You are wonderful parents and i admire you for it. Dash was up until midnight, partying hard. I wish a little bit that we would have had a moment to ourselves this weekend. I'll just live through you. (pull pics from the party off my blog, there are great ones of you guys, ill email you some more, too)
Em.. Youre a friggin Hoot.. I love looking at your blog- but at the same time its so hard for me.. Because i start to break commandments and covet. UGH. i sure miss you!!! i was thinking of our good ol times. UGH. i miss em. Love you lady!-Crystal
This was a really simple event but really beautifully said. I like that you can laugh at yourself. I think it means that you are doing a better job than you think you are.
This was a really simple event but really beautifully said. I like that you can laugh at yourself. I think it means that you are doing a better job than you think you are.
You are amazing Emily! Such a good mother, and writer! You amaze me!

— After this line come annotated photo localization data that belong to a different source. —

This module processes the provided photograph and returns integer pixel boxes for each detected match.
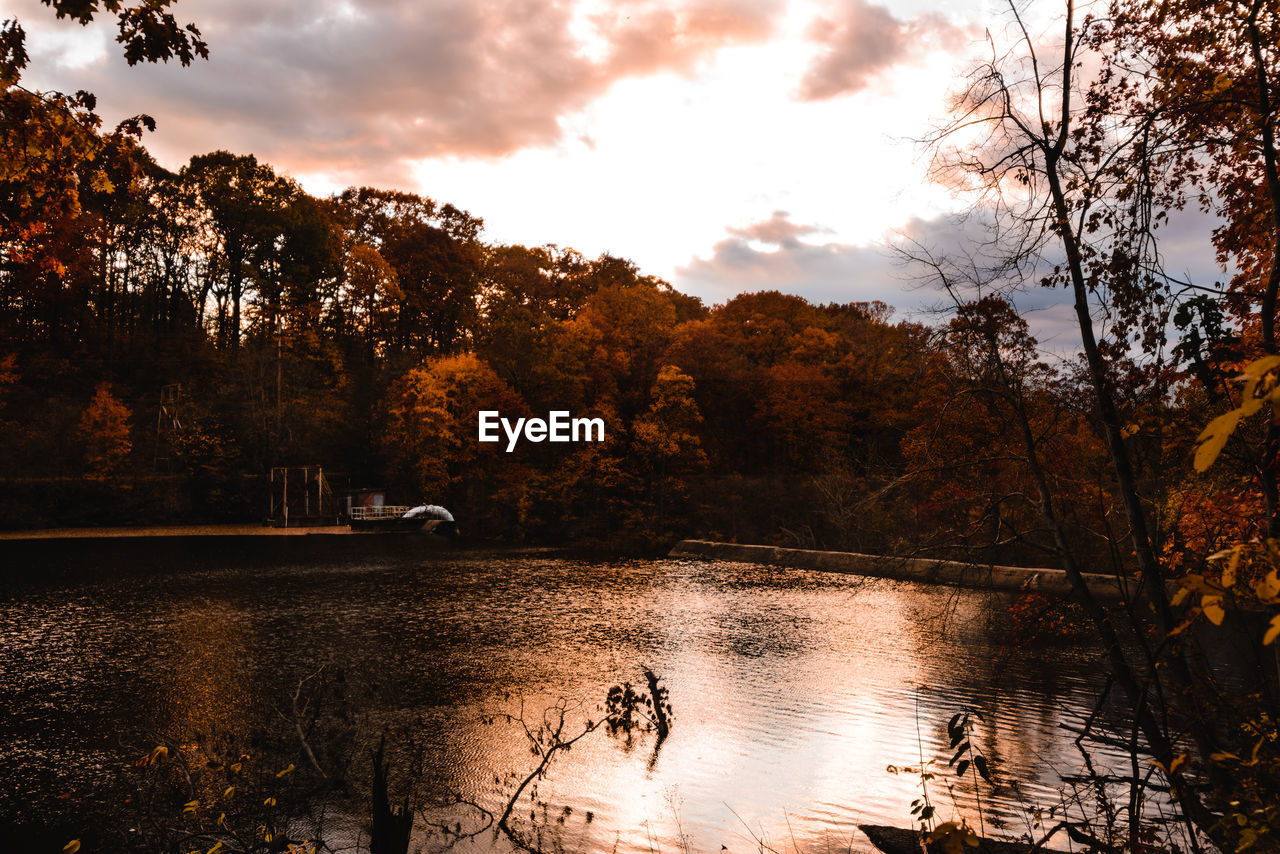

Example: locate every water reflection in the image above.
[0,555,1121,853]
[160,598,254,750]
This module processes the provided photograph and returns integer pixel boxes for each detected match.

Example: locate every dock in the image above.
[0,524,354,540]
[0,523,457,577]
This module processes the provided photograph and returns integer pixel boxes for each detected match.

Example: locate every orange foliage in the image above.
[78,383,132,476]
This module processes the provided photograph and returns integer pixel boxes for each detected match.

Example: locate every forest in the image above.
[2,3,1280,575]
[0,5,1034,557]
[0,0,1233,566]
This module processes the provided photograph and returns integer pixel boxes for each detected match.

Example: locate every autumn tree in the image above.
[333,187,485,356]
[918,0,1280,845]
[0,0,206,232]
[338,243,402,357]
[480,244,594,322]
[631,364,707,533]
[0,1,205,345]
[1102,0,1280,549]
[78,382,132,475]
[902,297,1108,564]
[381,354,528,534]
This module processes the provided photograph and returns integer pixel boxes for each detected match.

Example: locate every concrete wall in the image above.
[669,539,1138,601]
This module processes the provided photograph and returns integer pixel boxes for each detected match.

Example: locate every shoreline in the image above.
[0,523,355,540]
[0,522,475,572]
[0,526,1140,602]
[669,539,1138,600]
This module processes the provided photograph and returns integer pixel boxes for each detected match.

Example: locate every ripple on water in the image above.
[0,555,1125,852]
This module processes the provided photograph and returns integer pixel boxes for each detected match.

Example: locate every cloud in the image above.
[797,0,971,101]
[12,0,782,182]
[597,0,777,77]
[675,210,922,308]
[672,210,1109,352]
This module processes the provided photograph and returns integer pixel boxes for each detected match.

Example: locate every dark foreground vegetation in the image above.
[8,0,1280,852]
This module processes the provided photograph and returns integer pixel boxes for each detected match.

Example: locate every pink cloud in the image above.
[798,0,972,101]
[14,0,783,183]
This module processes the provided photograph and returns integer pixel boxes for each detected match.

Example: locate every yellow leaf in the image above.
[1239,355,1280,382]
[1193,357,1280,472]
[63,841,81,854]
[1240,361,1280,417]
[1264,615,1280,646]
[1202,595,1226,626]
[276,764,295,778]
[1194,409,1244,472]
[1257,571,1280,601]
[1224,545,1241,589]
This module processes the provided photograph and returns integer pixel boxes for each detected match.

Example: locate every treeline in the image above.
[0,131,1197,563]
[0,2,1248,573]
[0,133,931,546]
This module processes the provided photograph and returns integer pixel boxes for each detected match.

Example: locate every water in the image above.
[0,553,1125,853]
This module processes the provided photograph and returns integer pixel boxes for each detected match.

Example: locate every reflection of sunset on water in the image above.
[414,566,1113,854]
[0,557,1122,853]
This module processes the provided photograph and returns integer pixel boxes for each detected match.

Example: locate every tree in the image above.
[631,364,707,532]
[332,187,485,356]
[902,297,1109,565]
[1106,0,1280,537]
[922,1,1258,844]
[381,354,528,534]
[78,382,132,475]
[0,0,206,285]
[338,243,402,357]
[179,151,295,353]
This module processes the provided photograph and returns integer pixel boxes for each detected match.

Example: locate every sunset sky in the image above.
[6,0,1225,346]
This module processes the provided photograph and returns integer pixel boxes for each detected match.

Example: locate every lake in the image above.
[0,551,1125,853]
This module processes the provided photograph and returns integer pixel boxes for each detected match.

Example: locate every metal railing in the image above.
[348,505,413,521]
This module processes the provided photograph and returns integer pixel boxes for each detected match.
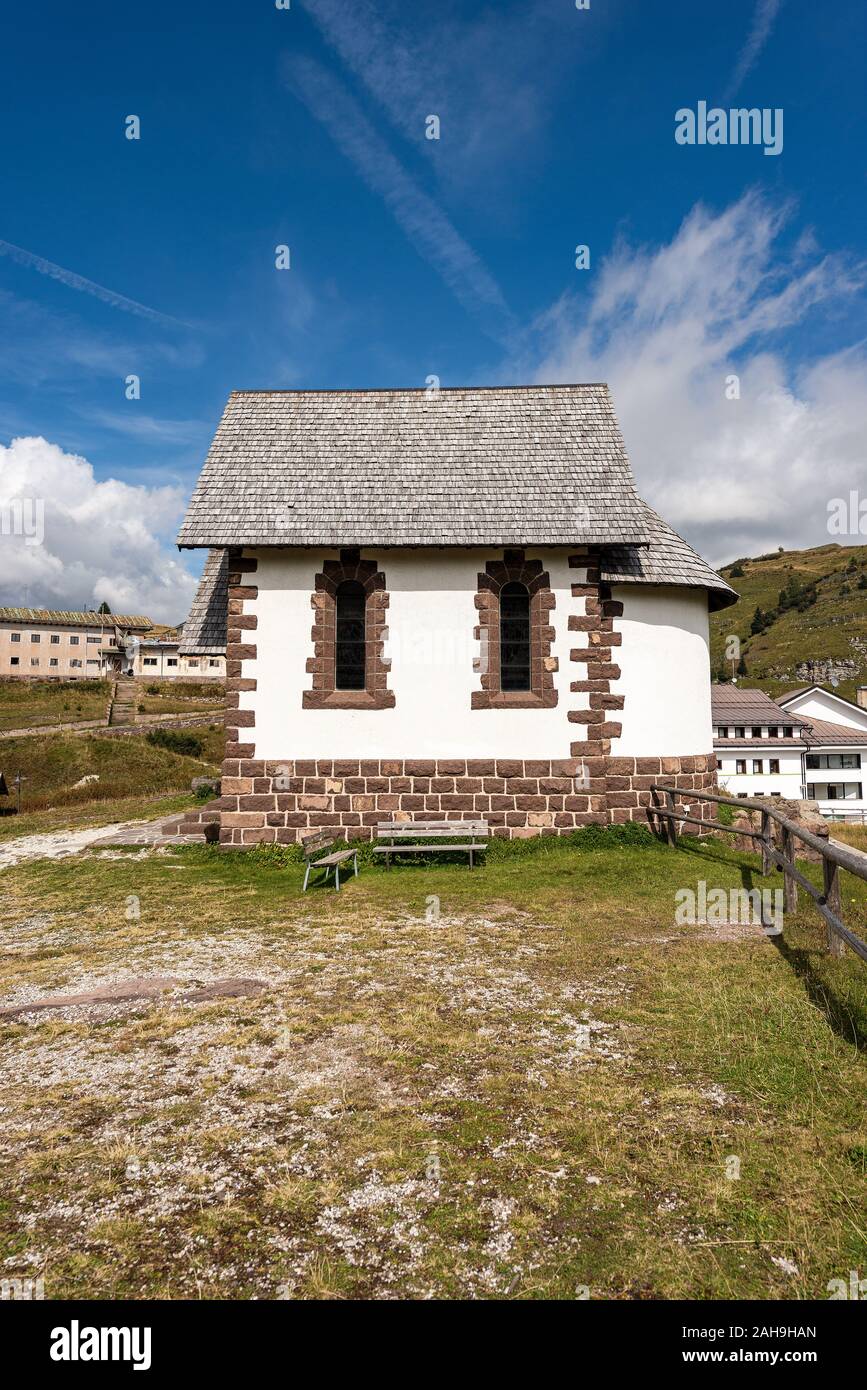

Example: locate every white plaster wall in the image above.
[243,551,716,762]
[247,548,575,760]
[784,690,867,732]
[716,748,805,798]
[610,585,712,757]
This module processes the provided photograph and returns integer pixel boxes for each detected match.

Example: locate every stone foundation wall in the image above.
[217,753,718,845]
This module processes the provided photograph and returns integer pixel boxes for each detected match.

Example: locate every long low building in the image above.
[0,608,225,681]
[713,683,867,822]
[0,608,153,679]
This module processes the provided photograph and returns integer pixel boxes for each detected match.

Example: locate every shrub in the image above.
[145,729,204,758]
[487,821,656,860]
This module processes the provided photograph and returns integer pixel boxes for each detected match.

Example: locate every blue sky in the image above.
[1,0,865,619]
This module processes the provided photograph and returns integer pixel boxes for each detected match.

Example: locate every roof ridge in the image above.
[227,382,611,395]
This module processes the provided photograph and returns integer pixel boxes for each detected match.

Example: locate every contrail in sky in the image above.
[726,0,784,98]
[0,237,188,327]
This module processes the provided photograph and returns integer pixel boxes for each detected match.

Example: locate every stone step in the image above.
[161,799,223,843]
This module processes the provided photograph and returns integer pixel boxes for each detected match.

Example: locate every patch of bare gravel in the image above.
[0,904,639,1298]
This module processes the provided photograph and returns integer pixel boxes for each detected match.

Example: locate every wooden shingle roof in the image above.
[177,385,652,549]
[178,549,228,655]
[599,506,736,611]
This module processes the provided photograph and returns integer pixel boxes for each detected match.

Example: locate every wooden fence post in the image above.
[665,789,678,846]
[822,858,845,957]
[780,824,798,913]
[760,810,772,876]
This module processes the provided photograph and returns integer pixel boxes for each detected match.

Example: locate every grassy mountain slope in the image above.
[709,543,867,702]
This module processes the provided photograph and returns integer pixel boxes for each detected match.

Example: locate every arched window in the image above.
[499,581,531,691]
[335,580,366,690]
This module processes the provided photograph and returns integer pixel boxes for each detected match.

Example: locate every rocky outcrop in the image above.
[729,797,828,862]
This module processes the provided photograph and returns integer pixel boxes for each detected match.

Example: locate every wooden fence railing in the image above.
[650,784,867,965]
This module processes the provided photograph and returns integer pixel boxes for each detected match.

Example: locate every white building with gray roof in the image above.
[178,383,736,845]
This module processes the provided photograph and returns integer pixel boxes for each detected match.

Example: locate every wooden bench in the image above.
[373,820,489,869]
[301,830,359,892]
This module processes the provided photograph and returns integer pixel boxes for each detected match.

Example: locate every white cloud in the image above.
[0,435,197,622]
[517,191,867,564]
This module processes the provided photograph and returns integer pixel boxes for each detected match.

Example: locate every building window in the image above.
[752,759,763,774]
[143,657,157,666]
[86,659,99,665]
[167,658,178,667]
[49,658,58,667]
[735,726,745,738]
[808,782,862,801]
[50,634,60,644]
[10,632,20,642]
[70,659,82,668]
[499,582,531,691]
[10,656,19,666]
[335,580,367,690]
[30,633,40,643]
[87,636,100,644]
[70,635,79,645]
[769,759,780,774]
[303,551,395,710]
[208,658,219,668]
[736,759,747,774]
[784,725,793,738]
[807,752,861,771]
[188,659,199,668]
[30,658,39,666]
[472,549,558,709]
[751,726,762,739]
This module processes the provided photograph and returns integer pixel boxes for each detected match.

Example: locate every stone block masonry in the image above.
[217,754,718,845]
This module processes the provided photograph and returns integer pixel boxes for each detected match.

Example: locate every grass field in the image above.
[829,824,867,853]
[0,679,110,732]
[0,726,223,816]
[0,829,864,1300]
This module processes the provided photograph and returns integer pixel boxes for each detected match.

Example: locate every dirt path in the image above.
[0,818,172,869]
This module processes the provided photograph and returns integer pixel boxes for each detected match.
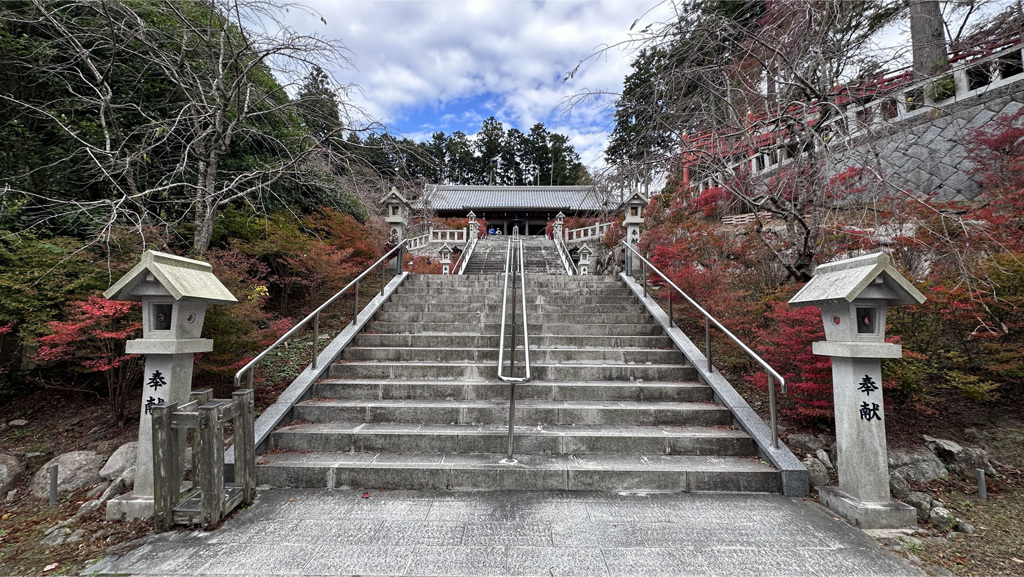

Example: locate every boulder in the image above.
[965,425,1024,468]
[0,453,24,496]
[955,520,975,534]
[904,491,933,521]
[889,447,948,483]
[815,448,834,469]
[787,433,824,453]
[889,471,911,499]
[923,435,996,478]
[99,442,137,481]
[29,451,105,499]
[118,466,136,490]
[8,419,28,428]
[804,457,830,488]
[929,506,956,532]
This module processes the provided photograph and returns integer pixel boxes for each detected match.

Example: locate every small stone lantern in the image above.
[578,245,592,276]
[467,211,480,239]
[381,187,411,242]
[103,250,237,520]
[438,243,453,275]
[553,211,565,241]
[619,191,648,274]
[789,253,925,529]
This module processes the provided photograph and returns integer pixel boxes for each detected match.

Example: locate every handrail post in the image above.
[668,288,673,327]
[353,279,360,323]
[380,260,385,295]
[311,313,320,370]
[642,261,647,299]
[768,374,778,449]
[705,317,713,373]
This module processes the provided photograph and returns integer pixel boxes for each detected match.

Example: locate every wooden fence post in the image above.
[197,402,224,527]
[151,402,178,532]
[189,389,213,487]
[232,389,256,505]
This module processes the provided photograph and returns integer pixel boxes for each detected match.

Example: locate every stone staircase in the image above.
[460,237,508,275]
[256,272,782,493]
[462,235,566,275]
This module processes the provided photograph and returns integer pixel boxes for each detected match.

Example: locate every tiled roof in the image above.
[414,185,607,212]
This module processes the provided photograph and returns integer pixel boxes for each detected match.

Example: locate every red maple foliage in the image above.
[34,297,142,425]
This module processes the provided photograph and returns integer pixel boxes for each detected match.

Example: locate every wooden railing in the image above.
[151,388,255,530]
[721,212,774,225]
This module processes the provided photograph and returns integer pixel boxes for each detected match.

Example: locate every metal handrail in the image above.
[620,241,787,449]
[552,234,577,275]
[498,227,530,463]
[233,240,407,389]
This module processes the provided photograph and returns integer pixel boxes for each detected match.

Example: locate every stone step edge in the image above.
[315,378,706,387]
[256,451,777,473]
[273,422,749,439]
[296,399,726,411]
[342,346,678,353]
[332,361,690,368]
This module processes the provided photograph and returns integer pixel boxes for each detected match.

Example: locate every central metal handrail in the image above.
[497,227,530,463]
[621,241,787,449]
[233,240,407,389]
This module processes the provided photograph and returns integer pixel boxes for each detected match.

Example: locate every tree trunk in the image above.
[909,0,948,80]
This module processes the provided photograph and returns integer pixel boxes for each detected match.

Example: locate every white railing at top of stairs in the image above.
[552,234,577,275]
[456,234,479,275]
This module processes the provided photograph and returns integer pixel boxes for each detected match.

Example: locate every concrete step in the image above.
[379,301,647,314]
[365,322,667,336]
[311,379,714,402]
[391,289,630,299]
[351,334,675,349]
[256,451,782,492]
[339,346,686,365]
[270,422,755,456]
[291,398,729,426]
[373,311,656,325]
[403,280,618,289]
[327,361,697,381]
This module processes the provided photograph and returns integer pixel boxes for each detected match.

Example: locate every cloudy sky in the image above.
[288,1,676,170]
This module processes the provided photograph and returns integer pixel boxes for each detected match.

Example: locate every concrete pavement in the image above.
[86,489,922,576]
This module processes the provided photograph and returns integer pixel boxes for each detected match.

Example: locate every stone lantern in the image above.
[553,211,565,241]
[789,252,925,529]
[578,245,592,276]
[438,243,453,275]
[103,250,237,520]
[619,191,648,274]
[381,187,411,242]
[467,211,480,240]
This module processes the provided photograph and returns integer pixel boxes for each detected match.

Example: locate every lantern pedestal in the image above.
[818,487,917,530]
[819,352,916,529]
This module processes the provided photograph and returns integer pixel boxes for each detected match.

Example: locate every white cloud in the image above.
[287,0,676,172]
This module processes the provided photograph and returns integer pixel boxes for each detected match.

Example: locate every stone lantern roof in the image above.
[104,250,237,305]
[789,253,925,307]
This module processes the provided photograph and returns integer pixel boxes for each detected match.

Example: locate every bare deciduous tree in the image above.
[0,0,366,255]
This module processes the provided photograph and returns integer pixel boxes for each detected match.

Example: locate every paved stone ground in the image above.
[86,489,922,576]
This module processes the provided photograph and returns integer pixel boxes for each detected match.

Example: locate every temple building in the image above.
[414,184,609,235]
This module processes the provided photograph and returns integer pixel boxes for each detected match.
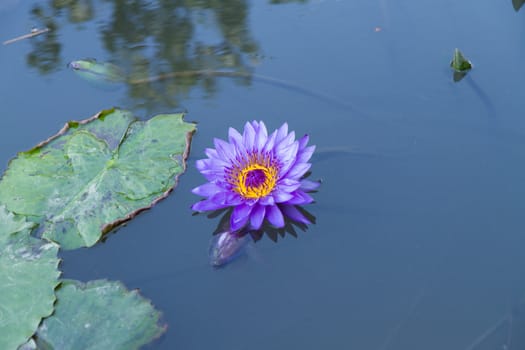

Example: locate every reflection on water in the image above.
[27,0,306,111]
[207,205,316,267]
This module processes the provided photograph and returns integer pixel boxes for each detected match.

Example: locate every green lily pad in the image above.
[450,48,472,72]
[0,108,196,249]
[0,206,60,350]
[35,279,165,350]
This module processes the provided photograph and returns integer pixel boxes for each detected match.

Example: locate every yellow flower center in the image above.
[227,153,279,199]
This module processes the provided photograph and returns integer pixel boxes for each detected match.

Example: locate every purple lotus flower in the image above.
[192,121,319,232]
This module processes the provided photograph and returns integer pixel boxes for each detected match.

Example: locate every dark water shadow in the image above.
[464,75,497,120]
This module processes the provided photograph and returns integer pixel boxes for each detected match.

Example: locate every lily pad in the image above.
[35,279,165,350]
[0,206,60,350]
[0,108,196,249]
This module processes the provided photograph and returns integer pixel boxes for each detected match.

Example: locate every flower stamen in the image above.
[226,152,278,199]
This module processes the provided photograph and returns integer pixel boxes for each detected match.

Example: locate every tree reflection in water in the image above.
[27,0,307,111]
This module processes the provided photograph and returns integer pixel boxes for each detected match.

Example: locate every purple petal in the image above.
[277,141,299,176]
[280,204,311,224]
[208,158,230,170]
[228,127,242,144]
[196,160,223,182]
[196,159,229,182]
[242,122,256,150]
[266,205,285,228]
[276,178,301,192]
[275,123,289,144]
[231,204,253,231]
[214,138,235,161]
[205,147,219,159]
[195,159,210,172]
[275,131,296,152]
[271,189,294,203]
[228,128,245,156]
[296,145,315,164]
[199,170,222,182]
[200,173,219,182]
[298,134,309,150]
[225,192,244,206]
[197,158,229,174]
[259,120,268,135]
[249,204,266,230]
[259,195,275,206]
[191,182,222,197]
[285,162,311,180]
[192,199,228,212]
[287,190,314,205]
[254,121,268,151]
[209,191,244,207]
[300,179,321,192]
[263,130,277,153]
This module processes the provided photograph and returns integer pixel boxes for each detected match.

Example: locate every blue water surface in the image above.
[2,1,525,349]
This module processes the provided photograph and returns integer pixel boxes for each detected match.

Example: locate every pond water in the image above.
[2,0,525,349]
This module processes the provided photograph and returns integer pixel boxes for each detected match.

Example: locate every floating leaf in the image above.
[0,108,196,249]
[35,279,165,350]
[0,206,60,350]
[68,58,126,87]
[450,48,472,72]
[513,0,525,11]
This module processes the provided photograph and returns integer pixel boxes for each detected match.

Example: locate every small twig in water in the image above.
[3,28,50,45]
[463,316,508,350]
[379,288,426,350]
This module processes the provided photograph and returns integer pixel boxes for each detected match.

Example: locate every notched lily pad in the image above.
[35,279,166,350]
[0,206,60,350]
[0,108,196,249]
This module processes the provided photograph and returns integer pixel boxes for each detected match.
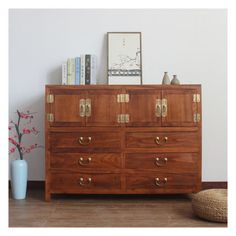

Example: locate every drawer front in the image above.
[50,173,121,192]
[50,132,121,152]
[125,153,199,173]
[126,132,199,150]
[50,153,121,169]
[126,173,197,193]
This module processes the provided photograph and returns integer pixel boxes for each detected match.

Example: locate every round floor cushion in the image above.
[191,189,227,223]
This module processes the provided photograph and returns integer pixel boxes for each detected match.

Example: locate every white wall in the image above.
[9,9,227,181]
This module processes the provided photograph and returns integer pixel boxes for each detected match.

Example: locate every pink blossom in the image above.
[9,137,18,145]
[20,143,41,154]
[23,128,31,134]
[20,146,26,151]
[29,144,39,150]
[9,147,16,153]
[31,127,39,135]
[20,113,30,119]
[27,149,30,153]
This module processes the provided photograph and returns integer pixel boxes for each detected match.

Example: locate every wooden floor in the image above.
[9,189,227,227]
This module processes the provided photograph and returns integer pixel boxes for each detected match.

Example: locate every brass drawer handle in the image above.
[155,157,168,166]
[78,177,92,186]
[78,157,92,166]
[155,136,160,145]
[78,136,92,145]
[155,136,168,145]
[155,177,168,187]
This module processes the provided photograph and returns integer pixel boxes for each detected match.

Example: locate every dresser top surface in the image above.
[45,84,201,90]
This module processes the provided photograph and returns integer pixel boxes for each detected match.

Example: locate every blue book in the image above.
[75,57,81,85]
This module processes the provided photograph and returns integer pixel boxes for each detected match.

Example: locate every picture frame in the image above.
[107,32,142,85]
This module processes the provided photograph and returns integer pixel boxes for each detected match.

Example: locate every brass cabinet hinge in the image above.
[117,114,129,123]
[193,113,201,123]
[125,114,129,123]
[117,114,121,123]
[117,94,129,103]
[47,113,54,122]
[193,94,200,103]
[117,94,122,103]
[46,94,54,103]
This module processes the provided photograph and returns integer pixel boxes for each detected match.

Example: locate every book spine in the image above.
[71,58,76,85]
[75,57,81,85]
[90,55,97,84]
[67,58,72,85]
[85,54,91,85]
[62,62,67,85]
[80,55,85,85]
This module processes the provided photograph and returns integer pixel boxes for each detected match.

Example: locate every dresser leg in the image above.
[45,177,51,201]
[45,182,51,202]
[45,192,51,202]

sounds like a fantastic weekend.
What a beautiful post. I remember going to Stadium of Fire with you guys a few summers back (somehow we all scored a couple of free tickets to Brooks and Dunn perhaps?) and I remember looking back at you during the fireworks with tears running down your cheeks. You really do seem to appreciate freedom and I love the way you described it in this post. That seems to becoming a rarer freedom. Anyway, miss you guys!
beautiful was the word I thought of too...with tears messing up my already messy face. miss your guts, Em!